Behind the scenes, the effort to pardon Johnson is being spearheaded by a group of 13- and 14-year-old activists in teacher Carrie LaPierre's civics class at North Andover Middle School.
Johnson was a 22-year-old woman who apparently had significant developmental disabilities when she was sentenced to death for consorting with the Prince of Darkness. Her grandfather called her “simplish at the best” and Boston merchant Robert Calef, who opposed the witch prosecutions, described Johnson and fellow defendant Mary Post as “two of the most senseless and ignorant creatures that can be found.”
“People in the 17th century were a lot less sensitive” when describing persons with mental disabilities, observed historian Richard Hite, author of “In the Shadow of Salem,” a book about the witch hunt in Andover.
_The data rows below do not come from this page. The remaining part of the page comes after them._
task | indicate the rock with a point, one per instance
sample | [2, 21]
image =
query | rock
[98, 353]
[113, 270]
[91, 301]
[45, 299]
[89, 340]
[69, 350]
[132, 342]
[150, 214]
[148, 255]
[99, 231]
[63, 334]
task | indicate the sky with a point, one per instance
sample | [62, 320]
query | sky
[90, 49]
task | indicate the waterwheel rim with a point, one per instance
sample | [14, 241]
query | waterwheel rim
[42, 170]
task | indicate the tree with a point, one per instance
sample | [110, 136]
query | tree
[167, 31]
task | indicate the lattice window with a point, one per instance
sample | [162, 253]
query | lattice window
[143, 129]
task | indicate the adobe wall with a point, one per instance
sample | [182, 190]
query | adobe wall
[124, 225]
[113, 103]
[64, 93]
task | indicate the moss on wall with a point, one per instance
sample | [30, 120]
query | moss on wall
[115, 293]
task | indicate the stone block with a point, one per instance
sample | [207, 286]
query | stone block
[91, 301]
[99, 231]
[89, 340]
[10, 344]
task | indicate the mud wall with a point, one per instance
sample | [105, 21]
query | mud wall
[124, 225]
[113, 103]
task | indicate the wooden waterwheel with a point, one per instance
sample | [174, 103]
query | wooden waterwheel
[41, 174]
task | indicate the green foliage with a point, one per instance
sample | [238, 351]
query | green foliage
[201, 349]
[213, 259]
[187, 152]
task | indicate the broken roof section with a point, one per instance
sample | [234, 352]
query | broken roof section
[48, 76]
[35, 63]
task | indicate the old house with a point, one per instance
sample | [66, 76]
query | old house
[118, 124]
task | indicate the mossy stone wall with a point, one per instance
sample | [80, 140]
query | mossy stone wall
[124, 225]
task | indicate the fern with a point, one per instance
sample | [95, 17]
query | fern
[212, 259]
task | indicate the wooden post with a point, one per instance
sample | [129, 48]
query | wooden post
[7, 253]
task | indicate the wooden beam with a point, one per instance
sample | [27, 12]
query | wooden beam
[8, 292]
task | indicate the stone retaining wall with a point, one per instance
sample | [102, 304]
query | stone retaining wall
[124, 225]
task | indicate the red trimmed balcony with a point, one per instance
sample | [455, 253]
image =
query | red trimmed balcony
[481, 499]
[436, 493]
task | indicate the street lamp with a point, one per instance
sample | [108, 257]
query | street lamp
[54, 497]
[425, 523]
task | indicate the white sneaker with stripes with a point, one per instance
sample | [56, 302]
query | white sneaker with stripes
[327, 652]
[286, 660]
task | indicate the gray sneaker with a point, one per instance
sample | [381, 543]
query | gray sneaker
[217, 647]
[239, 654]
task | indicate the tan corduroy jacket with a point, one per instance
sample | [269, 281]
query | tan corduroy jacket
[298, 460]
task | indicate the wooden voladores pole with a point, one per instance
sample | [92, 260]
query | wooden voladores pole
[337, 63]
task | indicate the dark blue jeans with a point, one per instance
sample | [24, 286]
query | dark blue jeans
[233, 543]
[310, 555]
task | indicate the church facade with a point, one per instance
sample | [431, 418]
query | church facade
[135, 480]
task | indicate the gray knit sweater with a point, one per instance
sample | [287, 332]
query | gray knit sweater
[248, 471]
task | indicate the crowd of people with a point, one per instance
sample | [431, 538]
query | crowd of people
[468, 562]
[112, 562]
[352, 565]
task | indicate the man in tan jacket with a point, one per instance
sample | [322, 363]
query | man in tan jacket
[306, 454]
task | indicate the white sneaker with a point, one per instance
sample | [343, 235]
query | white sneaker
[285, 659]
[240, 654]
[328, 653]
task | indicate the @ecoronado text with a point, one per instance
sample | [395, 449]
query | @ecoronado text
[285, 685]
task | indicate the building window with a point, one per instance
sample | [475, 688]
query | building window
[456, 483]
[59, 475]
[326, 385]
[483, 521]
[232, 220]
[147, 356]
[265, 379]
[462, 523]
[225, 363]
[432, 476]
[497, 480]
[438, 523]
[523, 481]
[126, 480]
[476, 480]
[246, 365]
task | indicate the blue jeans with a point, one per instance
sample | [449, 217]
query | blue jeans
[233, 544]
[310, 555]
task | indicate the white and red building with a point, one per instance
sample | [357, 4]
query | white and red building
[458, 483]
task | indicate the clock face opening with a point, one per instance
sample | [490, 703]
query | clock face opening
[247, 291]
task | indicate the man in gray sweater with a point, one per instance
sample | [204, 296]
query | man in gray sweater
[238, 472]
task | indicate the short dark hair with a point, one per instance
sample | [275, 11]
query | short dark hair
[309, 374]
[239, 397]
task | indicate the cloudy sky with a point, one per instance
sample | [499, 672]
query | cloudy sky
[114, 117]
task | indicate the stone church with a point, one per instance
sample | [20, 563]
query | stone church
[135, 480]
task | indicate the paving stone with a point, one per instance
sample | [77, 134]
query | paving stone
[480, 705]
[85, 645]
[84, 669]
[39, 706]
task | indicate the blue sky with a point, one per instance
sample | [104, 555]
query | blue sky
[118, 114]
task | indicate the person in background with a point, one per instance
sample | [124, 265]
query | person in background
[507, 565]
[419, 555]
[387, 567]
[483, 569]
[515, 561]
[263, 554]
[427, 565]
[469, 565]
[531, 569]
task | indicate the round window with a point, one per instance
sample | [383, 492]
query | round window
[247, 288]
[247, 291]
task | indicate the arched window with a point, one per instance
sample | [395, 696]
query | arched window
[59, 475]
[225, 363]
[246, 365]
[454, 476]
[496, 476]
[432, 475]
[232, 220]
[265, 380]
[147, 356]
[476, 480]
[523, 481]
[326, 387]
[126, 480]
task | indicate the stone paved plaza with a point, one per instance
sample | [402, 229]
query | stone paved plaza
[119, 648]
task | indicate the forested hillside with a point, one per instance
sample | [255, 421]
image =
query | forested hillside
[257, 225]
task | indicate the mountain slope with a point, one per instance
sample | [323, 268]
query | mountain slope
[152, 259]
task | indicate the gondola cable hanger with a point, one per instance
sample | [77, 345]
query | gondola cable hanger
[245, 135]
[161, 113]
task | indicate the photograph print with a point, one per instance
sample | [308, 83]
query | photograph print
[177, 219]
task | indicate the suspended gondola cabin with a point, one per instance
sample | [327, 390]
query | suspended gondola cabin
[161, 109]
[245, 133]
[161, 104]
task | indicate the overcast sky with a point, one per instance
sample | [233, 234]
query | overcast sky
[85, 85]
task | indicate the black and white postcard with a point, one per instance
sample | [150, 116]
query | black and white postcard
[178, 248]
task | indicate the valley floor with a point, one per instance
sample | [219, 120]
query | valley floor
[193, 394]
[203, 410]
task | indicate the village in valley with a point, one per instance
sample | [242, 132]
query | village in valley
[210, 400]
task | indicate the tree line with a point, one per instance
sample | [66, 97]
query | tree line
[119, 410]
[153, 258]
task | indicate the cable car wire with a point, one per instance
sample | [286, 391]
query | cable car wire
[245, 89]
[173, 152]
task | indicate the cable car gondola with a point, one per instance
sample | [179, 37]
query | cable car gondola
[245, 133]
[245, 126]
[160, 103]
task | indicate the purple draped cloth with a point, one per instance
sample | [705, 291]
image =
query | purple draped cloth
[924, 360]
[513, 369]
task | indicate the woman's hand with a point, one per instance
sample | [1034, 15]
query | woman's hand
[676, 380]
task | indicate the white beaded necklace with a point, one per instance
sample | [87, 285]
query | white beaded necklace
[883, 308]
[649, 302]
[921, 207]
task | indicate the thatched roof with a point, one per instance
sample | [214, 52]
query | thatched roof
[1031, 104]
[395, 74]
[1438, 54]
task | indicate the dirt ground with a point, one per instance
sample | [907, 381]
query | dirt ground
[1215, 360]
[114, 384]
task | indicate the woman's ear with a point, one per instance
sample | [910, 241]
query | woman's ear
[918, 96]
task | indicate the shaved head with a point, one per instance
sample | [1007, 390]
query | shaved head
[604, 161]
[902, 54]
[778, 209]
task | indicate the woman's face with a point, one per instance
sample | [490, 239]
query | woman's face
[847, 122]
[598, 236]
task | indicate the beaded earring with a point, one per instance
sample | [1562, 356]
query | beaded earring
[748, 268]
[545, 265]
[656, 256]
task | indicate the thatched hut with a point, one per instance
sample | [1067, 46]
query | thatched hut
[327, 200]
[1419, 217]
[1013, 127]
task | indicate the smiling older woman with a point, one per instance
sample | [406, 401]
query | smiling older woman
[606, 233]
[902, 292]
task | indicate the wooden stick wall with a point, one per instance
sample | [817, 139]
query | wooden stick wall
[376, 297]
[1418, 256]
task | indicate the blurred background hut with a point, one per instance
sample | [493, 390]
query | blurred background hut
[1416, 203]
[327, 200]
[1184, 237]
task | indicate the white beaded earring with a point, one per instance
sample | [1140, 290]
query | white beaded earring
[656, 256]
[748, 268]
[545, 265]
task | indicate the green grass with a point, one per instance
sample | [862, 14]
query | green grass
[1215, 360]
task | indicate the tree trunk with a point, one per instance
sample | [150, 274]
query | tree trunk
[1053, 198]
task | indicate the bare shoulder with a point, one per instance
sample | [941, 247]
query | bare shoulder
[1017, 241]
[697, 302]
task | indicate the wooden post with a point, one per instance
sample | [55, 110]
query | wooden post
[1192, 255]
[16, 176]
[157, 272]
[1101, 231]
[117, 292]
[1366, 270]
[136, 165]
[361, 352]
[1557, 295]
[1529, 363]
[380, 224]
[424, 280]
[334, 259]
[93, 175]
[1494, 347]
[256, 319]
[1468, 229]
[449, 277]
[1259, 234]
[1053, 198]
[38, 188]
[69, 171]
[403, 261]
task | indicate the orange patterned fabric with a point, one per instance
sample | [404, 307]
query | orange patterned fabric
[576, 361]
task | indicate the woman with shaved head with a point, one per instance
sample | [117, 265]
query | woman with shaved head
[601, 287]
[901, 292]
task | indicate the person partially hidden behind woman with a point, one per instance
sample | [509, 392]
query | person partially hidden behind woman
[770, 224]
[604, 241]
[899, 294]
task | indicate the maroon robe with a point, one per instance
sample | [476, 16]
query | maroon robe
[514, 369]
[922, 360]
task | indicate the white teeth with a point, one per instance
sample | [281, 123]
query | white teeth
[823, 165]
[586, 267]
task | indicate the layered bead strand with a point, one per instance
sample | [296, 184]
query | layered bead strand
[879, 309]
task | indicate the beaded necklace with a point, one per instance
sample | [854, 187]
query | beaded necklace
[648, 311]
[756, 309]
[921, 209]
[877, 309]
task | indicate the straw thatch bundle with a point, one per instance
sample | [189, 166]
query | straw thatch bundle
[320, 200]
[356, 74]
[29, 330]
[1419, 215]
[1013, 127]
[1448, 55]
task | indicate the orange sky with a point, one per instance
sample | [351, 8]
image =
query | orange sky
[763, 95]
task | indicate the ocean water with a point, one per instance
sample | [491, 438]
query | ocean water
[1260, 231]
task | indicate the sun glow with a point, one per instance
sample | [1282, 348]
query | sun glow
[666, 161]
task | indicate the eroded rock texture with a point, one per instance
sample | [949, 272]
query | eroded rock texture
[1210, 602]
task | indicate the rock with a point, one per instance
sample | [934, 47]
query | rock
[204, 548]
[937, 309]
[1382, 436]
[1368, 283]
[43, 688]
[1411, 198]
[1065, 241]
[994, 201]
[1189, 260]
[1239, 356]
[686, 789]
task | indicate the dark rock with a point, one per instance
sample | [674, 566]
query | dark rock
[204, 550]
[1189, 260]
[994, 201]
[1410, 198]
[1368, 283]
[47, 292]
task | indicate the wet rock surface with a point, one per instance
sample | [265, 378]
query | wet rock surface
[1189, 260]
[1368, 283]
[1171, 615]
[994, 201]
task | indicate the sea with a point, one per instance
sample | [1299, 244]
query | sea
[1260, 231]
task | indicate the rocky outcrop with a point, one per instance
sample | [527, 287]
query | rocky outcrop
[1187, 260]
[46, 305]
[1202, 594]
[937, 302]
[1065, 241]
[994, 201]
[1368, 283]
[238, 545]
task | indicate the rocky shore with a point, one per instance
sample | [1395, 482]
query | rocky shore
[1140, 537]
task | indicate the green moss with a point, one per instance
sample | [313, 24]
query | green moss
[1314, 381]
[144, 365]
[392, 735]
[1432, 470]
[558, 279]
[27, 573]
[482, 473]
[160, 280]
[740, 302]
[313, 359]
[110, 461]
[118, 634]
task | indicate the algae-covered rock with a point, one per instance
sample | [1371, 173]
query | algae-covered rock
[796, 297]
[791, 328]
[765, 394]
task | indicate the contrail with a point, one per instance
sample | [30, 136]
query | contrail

Although Salem is synonymous in the public mind with witch hysteria, the city suffers, like the witches themselves, in many ways from an unfair reputation. Of the 156 people accused of witchcraft in Essex County in the northeastern corner of Massachusetts, only 12 lived in Salem. All but three towns in the county had witch accusations and the largest number — 45 — were in Andover.
Salem is remembered simply because it was (and still is) the county seat, so that’s where the trials and executions were held.
The events in Salem stand out precisely because witchcraft was generally not a big deal in the New World. There were a grand total of only 36 recorded witch executions in all of America, compared to more than 12,500 in Europe. Connecticut had 11 executions between 1647 and 1662. But the tide had turned in the Nutmeg State by 1693, the year Johnson was convicted. And when Hugh Crotia confessed that year to making a pact with the devil and practicing black magic, a Connecticut court adjudicated him an “ignoramus” and ordered him freed after he paid his jail expenses.
In Salem, 30 people were convicted and 19 were put to death within a four-month period. Five others died in jail and one man, Giles Corey, was crushed to death by rocks in an effort to torture him into confessing. Johnson herself was spared death when her sentence was commuted by then-Governor William Phips.
Though the reason for Johnson's confession is unknown, what is known is that accused witches in Massachusetts were put to death only if they professed their innocence. Hite notes that people who confessed were spared so that they could provide evidence against others.
The Andover hysteria centered largely on Mary Lacey, who accused fellow resident Martha Carrier of negotiating a deal with the devil that would allow her to become Queen of Hell. Seventeen members of Carrier’s family ended up being arrested, including Johnson’s mother who was Carrier’s first cousin.